Meta AIアプリとLlama APIの発表は、AI市場に大きな影響を与える可能性がある。特に注目すべきは、Metaが広大なユーザーベース(Meta製品全体で約30億人)を活用してAIテクノロジーを普及させる能力だ。

Mark Zuckerberg CEOは、AI技術に対するMetaのビジョンについて、「数年後を考えると、一日中、さまざまな疑問についてAIと会話することになるでしょう」と述べている。彼は、迅速で、ネイティブにマルチモーダルで、日常生活に深く統合されたシステムの構築に焦点を当てていることを強調した。

Metaは今年、AI関連プロジェクトに最大800億ドルを割り当てる計画を発表しており、新しいAIモデル、インフラストラクチャ、およびツールの開発をサポートすることを目指している。

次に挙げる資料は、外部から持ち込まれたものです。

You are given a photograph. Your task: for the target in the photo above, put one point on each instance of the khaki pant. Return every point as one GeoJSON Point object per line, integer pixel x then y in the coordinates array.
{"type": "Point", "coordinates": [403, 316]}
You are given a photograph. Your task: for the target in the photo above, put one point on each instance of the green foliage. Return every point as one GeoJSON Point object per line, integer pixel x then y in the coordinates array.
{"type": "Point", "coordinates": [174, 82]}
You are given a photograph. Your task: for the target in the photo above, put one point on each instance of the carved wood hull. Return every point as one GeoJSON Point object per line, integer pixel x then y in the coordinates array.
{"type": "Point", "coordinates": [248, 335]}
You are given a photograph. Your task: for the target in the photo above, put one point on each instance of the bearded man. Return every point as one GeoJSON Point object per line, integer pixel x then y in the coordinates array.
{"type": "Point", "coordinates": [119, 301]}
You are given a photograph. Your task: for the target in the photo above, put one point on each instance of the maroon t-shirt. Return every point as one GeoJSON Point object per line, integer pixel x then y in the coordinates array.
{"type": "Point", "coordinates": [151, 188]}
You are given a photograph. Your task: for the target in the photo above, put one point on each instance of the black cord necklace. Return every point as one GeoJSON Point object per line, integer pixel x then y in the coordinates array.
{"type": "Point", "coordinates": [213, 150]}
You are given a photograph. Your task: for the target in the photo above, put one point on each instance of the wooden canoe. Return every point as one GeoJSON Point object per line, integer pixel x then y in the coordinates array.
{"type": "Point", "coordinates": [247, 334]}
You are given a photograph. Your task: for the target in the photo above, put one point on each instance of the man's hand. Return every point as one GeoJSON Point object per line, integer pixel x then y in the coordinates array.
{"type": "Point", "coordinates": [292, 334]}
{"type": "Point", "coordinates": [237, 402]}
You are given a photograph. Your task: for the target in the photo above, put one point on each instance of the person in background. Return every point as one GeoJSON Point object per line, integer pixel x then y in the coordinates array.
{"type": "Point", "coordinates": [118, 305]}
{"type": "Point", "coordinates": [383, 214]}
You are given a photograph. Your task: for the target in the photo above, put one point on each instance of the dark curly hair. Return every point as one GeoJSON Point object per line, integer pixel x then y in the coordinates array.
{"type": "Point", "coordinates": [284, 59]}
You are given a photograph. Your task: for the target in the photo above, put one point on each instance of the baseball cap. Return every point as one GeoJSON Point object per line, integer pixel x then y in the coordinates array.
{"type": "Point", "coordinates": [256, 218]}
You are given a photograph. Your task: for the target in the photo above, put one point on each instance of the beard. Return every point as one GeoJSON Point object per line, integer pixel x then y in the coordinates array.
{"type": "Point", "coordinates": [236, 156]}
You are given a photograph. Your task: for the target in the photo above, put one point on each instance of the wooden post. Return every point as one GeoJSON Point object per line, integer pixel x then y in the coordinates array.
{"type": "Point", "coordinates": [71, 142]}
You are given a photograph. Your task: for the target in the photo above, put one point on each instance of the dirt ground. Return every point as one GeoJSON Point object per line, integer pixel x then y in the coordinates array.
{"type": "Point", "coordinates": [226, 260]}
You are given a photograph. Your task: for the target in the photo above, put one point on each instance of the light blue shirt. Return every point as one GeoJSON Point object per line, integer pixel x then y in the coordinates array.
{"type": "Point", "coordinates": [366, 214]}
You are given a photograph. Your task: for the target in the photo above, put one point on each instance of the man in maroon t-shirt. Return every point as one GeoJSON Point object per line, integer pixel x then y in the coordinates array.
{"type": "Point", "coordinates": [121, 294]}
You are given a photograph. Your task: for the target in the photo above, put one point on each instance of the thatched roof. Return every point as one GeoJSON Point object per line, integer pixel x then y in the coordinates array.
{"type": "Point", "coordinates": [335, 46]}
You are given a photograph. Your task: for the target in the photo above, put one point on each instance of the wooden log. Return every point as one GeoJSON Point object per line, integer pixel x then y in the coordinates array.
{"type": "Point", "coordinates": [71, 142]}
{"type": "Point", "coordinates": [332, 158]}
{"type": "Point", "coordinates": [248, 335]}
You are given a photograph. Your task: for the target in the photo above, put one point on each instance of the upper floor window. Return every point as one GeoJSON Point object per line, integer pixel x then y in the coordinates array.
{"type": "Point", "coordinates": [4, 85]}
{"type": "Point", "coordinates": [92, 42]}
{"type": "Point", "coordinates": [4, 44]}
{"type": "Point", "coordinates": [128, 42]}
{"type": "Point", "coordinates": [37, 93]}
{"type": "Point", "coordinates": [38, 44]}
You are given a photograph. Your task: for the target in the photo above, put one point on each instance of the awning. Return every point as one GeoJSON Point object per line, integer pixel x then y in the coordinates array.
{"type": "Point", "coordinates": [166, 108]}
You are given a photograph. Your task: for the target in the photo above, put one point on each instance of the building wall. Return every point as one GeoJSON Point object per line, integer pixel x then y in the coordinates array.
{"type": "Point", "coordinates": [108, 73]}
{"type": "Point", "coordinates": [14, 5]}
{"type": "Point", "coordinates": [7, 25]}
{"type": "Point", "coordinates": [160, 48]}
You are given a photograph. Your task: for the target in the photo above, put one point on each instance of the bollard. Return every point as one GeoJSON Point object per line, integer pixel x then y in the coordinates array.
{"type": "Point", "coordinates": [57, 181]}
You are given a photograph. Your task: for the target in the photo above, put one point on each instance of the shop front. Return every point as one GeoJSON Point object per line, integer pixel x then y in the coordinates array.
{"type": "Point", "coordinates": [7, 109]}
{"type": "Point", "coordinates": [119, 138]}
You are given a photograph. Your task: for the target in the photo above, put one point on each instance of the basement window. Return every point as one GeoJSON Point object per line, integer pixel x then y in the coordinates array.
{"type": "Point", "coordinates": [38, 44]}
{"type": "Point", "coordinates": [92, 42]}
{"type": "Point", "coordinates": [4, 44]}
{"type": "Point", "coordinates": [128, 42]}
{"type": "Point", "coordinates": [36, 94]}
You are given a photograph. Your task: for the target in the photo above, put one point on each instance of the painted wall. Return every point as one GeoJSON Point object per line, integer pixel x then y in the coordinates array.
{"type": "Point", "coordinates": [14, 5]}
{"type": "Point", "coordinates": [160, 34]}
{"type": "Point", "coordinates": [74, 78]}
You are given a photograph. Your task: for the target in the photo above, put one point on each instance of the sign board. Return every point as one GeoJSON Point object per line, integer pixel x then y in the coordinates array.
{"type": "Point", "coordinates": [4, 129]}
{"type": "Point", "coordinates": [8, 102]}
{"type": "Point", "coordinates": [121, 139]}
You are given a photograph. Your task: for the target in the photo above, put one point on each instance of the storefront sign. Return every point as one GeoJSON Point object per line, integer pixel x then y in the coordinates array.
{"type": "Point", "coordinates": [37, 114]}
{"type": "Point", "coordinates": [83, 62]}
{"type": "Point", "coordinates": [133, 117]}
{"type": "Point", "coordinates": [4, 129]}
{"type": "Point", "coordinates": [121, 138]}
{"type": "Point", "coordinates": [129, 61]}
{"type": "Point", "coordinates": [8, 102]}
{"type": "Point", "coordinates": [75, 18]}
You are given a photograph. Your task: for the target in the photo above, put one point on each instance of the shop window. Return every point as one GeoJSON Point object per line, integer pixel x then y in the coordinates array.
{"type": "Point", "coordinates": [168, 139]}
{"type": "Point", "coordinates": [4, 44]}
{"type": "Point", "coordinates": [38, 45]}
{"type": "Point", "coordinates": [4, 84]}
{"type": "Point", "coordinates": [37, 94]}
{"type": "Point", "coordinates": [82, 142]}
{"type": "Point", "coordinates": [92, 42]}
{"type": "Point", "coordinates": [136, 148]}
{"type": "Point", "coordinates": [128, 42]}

また、Reutersの報道によると、Metaは第2四半期に高度なバージョンのAIチャットボット用の有料サブスクリプションのテストを開始する予定だという。

一般ユーザーにとって、Meta AIアプリは日常的なタスクの支援、情報の検索、創造的な表現の新しい方法を提供する。一方、開発者にとって、Llama APIは高速で柔軟なAIモデルを活用したイノベーションの機会を提供する。

Meta AIアプリは現在、iOS App Store、AndroidのGoogle Play Storeから無料でダウンロード可能だが、日本語には対応していない。一方、Llama APIは現在、選ばれた顧客に限定プレビューとして提供されており、今後数週間から数ヶ月の間に広く展開される予定だ。